The product is a silvery, polycrystalline, metallic material that is magnetic at room temperature. Its X-ray diffraction spectrum given in Table 1 shows that it has a completely tetragonal crystal structure of the Cu2Sb type with lattice constants of a = 0.04 A and c = 6.46 A. Table 1 X-ray diffraction spectrum of Manganese Antimonide Arsenide Grid Relative Grid Relative spacing inter- spacing inter- A sities *) A sities *) 3.424 M2 1.474 M3 3.229 M2 1.430 M3 2.855 M1 1.388 M4 2.613 M2 1.322 F. 2.135 S 1.309 F 2.021 M1 1.281 M4 1.897 M3 1.258 M 3 1.745 M3 1.190 M1 1.717 M3 1.178 F 1.612 M4 *) S means the strongest line in the diffraction spectrum, Mi, M2, Ms and M4 mean the lines of medium intensity sity (decreasing from Ml to M4), and F means the weak lines. ' The saturation magnetizability is determined as a function of temperature on a powdered part of the product. The product has a lower magnetic transition at -60 ° C, a maximum magnetizability 6s of 13 Gauss cm3 / g at 20 ° C and a Curie point of 270 ° C. The saturation magnetization as a function of temperature is shown for this product in the figure.

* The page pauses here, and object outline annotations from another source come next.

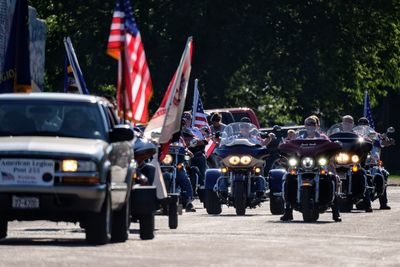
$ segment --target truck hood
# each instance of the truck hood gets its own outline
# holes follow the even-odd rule
[[[107,143],[103,140],[18,136],[0,137],[0,155],[48,155],[51,157],[79,156],[101,160]]]

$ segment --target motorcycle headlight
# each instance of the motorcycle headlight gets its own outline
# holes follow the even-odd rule
[[[318,164],[319,164],[320,166],[326,166],[326,164],[328,164],[328,160],[327,160],[326,158],[320,158],[320,159],[318,160]]]
[[[314,160],[310,157],[305,157],[301,160],[301,165],[306,169],[310,169],[314,167]]]
[[[295,158],[290,158],[290,159],[289,159],[289,165],[290,165],[291,167],[296,166],[296,165],[297,165],[297,159],[295,159]]]
[[[66,159],[61,162],[63,172],[94,172],[96,163],[87,160]]]
[[[232,156],[228,160],[231,165],[238,165],[240,163],[240,158],[238,156]]]
[[[350,160],[350,156],[347,153],[339,153],[336,155],[335,160],[339,164],[347,164]]]
[[[358,163],[358,162],[360,161],[360,157],[357,156],[357,155],[353,155],[353,156],[351,157],[351,161],[352,161],[353,163]]]
[[[240,158],[240,163],[243,165],[249,165],[251,163],[251,157],[250,156],[243,156]]]
[[[170,165],[172,163],[172,161],[173,161],[173,158],[172,158],[171,154],[167,154],[162,162],[165,165]]]

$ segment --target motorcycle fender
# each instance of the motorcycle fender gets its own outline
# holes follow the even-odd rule
[[[286,174],[286,170],[273,169],[268,173],[268,186],[271,192],[282,192],[283,177]]]
[[[208,169],[205,174],[205,189],[214,189],[214,185],[217,183],[218,178],[221,176],[220,169]]]

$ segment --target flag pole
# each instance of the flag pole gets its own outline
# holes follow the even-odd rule
[[[194,127],[194,117],[195,117],[195,114],[196,114],[196,110],[197,110],[197,103],[198,103],[198,94],[199,94],[199,92],[198,92],[198,83],[199,83],[199,80],[198,79],[195,79],[194,80],[194,90],[193,90],[193,105],[192,105],[192,125],[191,125],[191,127],[193,128]]]

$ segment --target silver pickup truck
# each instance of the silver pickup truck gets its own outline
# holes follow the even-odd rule
[[[8,221],[51,220],[79,222],[90,244],[126,241],[133,138],[101,97],[0,95],[0,239]]]

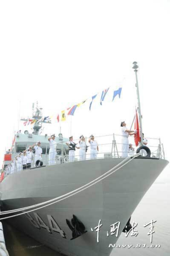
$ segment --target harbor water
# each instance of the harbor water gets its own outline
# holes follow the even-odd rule
[[[111,256],[169,256],[170,211],[170,168],[168,165],[146,193],[132,216],[131,223],[132,224],[134,221],[137,223],[134,229],[138,234],[131,236],[131,232],[126,237],[125,233],[122,233],[116,244],[111,245],[111,251],[113,247]],[[150,243],[150,235],[148,234],[150,230],[149,225],[144,226],[151,220],[156,221],[154,224],[154,233]],[[21,233],[7,222],[3,221],[3,223],[10,256],[60,256]],[[151,245],[154,247],[151,247]],[[157,245],[160,246],[156,247]]]

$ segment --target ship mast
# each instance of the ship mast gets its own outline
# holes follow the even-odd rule
[[[136,87],[137,89],[137,103],[138,103],[138,112],[139,112],[139,125],[140,127],[140,136],[141,136],[141,143],[142,145],[143,144],[143,134],[142,134],[142,115],[141,115],[141,103],[140,103],[140,99],[139,97],[139,85],[138,83],[138,80],[137,80],[137,72],[138,71],[137,69],[138,68],[138,66],[137,66],[137,63],[134,61],[133,63],[133,69],[134,69],[134,71],[135,73],[135,76],[136,76]]]
[[[38,106],[38,102],[36,102],[36,106],[34,108],[34,103],[33,103],[33,117],[31,119],[36,120],[36,122],[34,123],[33,129],[34,131],[33,132],[33,134],[38,135],[39,134],[39,130],[42,127],[42,123],[46,124],[51,124],[50,120],[42,120],[42,108],[39,108]],[[28,121],[30,118],[21,118],[21,121]]]

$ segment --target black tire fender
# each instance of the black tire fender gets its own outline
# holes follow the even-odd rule
[[[150,155],[151,155],[150,150],[149,148],[148,147],[147,147],[146,146],[141,146],[141,147],[139,147],[139,148],[137,148],[137,150],[136,151],[137,154],[140,153],[140,151],[141,149],[144,149],[144,150],[145,150],[147,153],[147,155],[146,156],[143,156],[143,157],[150,158]],[[139,156],[139,157],[140,157],[141,156]]]
[[[38,167],[39,166],[42,166],[43,164],[43,162],[40,160],[37,160],[36,163],[36,167]]]

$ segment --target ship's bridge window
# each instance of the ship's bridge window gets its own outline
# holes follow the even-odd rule
[[[24,150],[26,149],[26,147],[25,146],[22,146],[22,145],[18,145],[16,146],[16,153],[20,153],[22,152]]]

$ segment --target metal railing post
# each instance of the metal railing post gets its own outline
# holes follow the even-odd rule
[[[161,144],[160,142],[160,138],[159,138],[159,142],[160,142],[160,144],[159,144],[159,157],[160,158],[162,158],[162,154],[161,154]]]

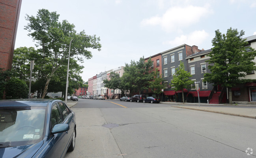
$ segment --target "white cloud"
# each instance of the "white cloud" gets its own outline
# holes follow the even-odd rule
[[[170,44],[172,46],[176,46],[185,44],[189,45],[195,45],[200,46],[200,44],[204,42],[209,36],[209,34],[204,30],[195,31],[189,35],[182,35],[175,38],[174,40],[165,42],[164,44]]]
[[[211,14],[213,11],[209,7],[209,6],[203,7],[192,6],[185,7],[172,7],[161,16],[156,15],[143,19],[141,25],[142,26],[160,25],[166,32],[176,31],[196,24],[201,20],[202,17]]]

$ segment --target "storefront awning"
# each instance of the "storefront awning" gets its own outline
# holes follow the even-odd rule
[[[199,91],[198,92],[198,93],[199,94],[199,97],[208,97],[211,94],[211,91]],[[197,91],[189,92],[187,95],[187,97],[189,94],[192,94],[193,97],[198,97],[198,96],[197,94]]]
[[[249,82],[245,84],[247,87],[256,87],[256,83],[253,82]]]
[[[175,90],[168,90],[164,91],[164,94],[165,96],[174,96],[175,94]]]
[[[232,91],[240,91],[240,88],[232,88],[231,90]]]

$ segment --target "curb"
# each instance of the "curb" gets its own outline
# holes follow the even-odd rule
[[[69,108],[72,108],[72,107],[74,107],[75,105],[76,105],[77,104],[77,102],[75,104],[74,104],[73,105],[70,105],[70,106],[69,106]]]
[[[204,112],[213,112],[213,113],[214,113],[223,114],[224,114],[224,115],[231,115],[231,116],[239,116],[239,117],[243,117],[243,118],[251,118],[251,119],[256,119],[256,116],[247,116],[247,115],[240,115],[240,114],[239,114],[229,113],[227,113],[227,112],[218,112],[218,111],[210,111],[210,110],[206,110],[198,109],[196,109],[196,108],[187,108],[187,107],[178,107],[178,106],[172,106],[172,107],[176,107],[176,108],[185,108],[185,109],[187,109],[194,110],[195,110],[204,111]]]

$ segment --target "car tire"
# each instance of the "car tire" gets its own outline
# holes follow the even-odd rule
[[[71,141],[71,143],[70,144],[70,146],[69,147],[69,149],[67,149],[67,151],[72,151],[75,149],[75,145],[76,143],[76,132],[75,130],[73,131],[73,133],[72,134],[72,140]]]

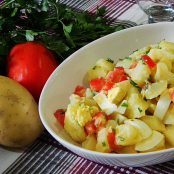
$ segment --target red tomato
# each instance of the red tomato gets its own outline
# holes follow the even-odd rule
[[[93,119],[96,127],[101,127],[103,126],[106,120],[110,120],[110,117],[105,112],[98,111],[93,117]]]
[[[134,62],[130,65],[129,69],[135,68],[135,67],[137,66],[137,64],[138,64],[138,62],[135,62],[135,61],[134,61]]]
[[[127,78],[126,76],[123,75],[123,76],[120,77],[119,82],[122,82],[122,81],[124,81],[124,80],[128,80],[128,78]]]
[[[110,90],[113,86],[114,86],[115,83],[113,82],[106,82],[105,85],[103,86],[102,90],[104,91],[104,93],[107,95],[108,94],[108,90]]]
[[[115,67],[114,71],[109,71],[109,73],[106,76],[106,80],[117,83],[120,81],[120,77],[124,75],[124,68],[123,67]]]
[[[83,97],[86,89],[83,86],[77,85],[73,94]]]
[[[150,69],[153,69],[155,67],[156,63],[148,55],[142,55],[141,57]]]
[[[90,88],[96,92],[99,92],[105,84],[105,79],[103,77],[98,77],[90,81]]]
[[[109,73],[106,76],[106,80],[112,83],[119,82],[119,79],[120,79],[120,75],[117,75],[115,71],[109,71]]]
[[[65,111],[63,109],[58,109],[55,113],[54,116],[56,119],[59,121],[59,123],[64,126],[64,120],[65,120]]]
[[[58,66],[53,54],[36,41],[16,44],[7,55],[7,76],[39,100],[48,77]]]
[[[174,87],[169,88],[169,96],[170,96],[172,102],[174,102]]]
[[[121,76],[124,74],[124,68],[121,66],[117,66],[114,68],[114,71],[117,73],[117,75]]]
[[[96,126],[94,125],[94,122],[91,121],[91,122],[88,122],[85,124],[85,131],[87,134],[93,134],[96,132]]]
[[[110,148],[112,148],[112,149],[119,149],[119,148],[122,147],[122,145],[117,145],[115,143],[115,132],[114,132],[113,129],[112,130],[107,129],[106,130],[106,136],[107,136]]]

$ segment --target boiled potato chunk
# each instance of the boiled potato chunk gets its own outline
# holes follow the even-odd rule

Example 2 A granulated mixture of 1.10 g of manganese, 1.09 g of antimony and 0.07 g of germanium (in atomic percent: Mn 66.7; Ge 3.3; Sb 30.0) is, as described in Example 1, in one evacuated quartz tube heated to 970 ° C within 9 hours, held at this temperature for 9 hours and cooled to room temperature within 9 hours. The product is a silvery, metallic lump that is highly magnetic at room temperature. The dependence of the saturation magnetizability on the temperature is determined on a pulverized sample and is shown in the drawing. The lower magnetic transition takes place at -60 ° C, a maximum magnetizability as of 18 Gauss cm3 / g is observed at 10 ° C and the Curie point at 270 ° C. The X-ray diffraction spectrum is given in Table II. Table II X-ray diffraction spectrum of Manganese antimonide germanide Grid Relative Grid Relative spacing inter- spacing inter- A sities *) A sities *) 6.553 F 2.159 S. 3.450 M1 2.088 F. 3,264 M2 2,030 S. 3.045 M3 1.924 M3 2.873 M1 1.809 V 2.627 M1 1.748 M3 2.396 F 1.726 M3 2.236 F 1.679 V *) See note on Table I. V means very weak Lines. Table II (continued) Grid Relative Grid Relative spacing inter- spacing inter- A sities *) A sities *) 1.635 M3 1.283 F 1.518 V 1.275 M3 1.487 M2 1.260 F 1.435 M2 1.245 V. 1.396 M3 1.193 S. 1.325 M4 1.110 F 1.314 M4 1.078 F *) See note on Table I. V means very weak Lines. Examples 3 and 4 Other compositions of manganese, antimony and germanium made according to Example 2 are given in Table III. Table III example 3 I 4 Mn / Sb / Ge, atomic percent ......... 66.7 / 31.7 / 1.6 66.7 / 26.7 / 6.6 Curie temperature, ° C ............. 300 265 Temperature of maximum Magnetizing availability, ° C ...... -30 75 Lower transitional temperature, ° C .. -85 15 Further ferromagnetic substances according to the invention are: chromium-arsenide-antimonide, iron-arsenide-antimonide, nickel-arsenide-antimonide, cobalt-arsenide-antimonide, manganese-telluride-antimonide, manganese-gallium-arsenide, chromium-gallium-arsenide, Iron-gallium-arsenide, iron-arsenide-telluride, manganese-arsenide-bismuthide, manganese-germanide-arsenide, manganese-antimonide-selenide, manganese-arsenide-telluride, chromium-arsenide-telluride, manganese-arsenide-antimonide-selenide and Manganese-germanide-bismuthide.

Claims (4)

Claims: 1. Ferromagnetic material within a certain temperature range a maximum saturation magnetizability and at Temperatures above and below this range have a significantly lower magnetizability having, characterized in that it tetragonal crystal structure and has 61 to 75 atomic percent of chromium, manganese, iron, cobalt or nickel and 25 to 39 atomic percent of at least two of the elements gallium, germanium, Selenium, tellurium, arsenic, antimony and bismuth are made up of at least one of the elements Arsenic, antimony and bismuth make up the vast majority of the latter group of Elements. 2. Ferromagnetic material according to claim 1, characterized in that that the ferromagnetic material contains antimony and arsenic. 3. Ferromagnetic Material according to Claim 1, characterized in that the ferromagnetic material Contains antimony and germanium. 4. Ferromagnetic material according to claim 1, characterized characterized in that the ferromagnetic material contains manganese.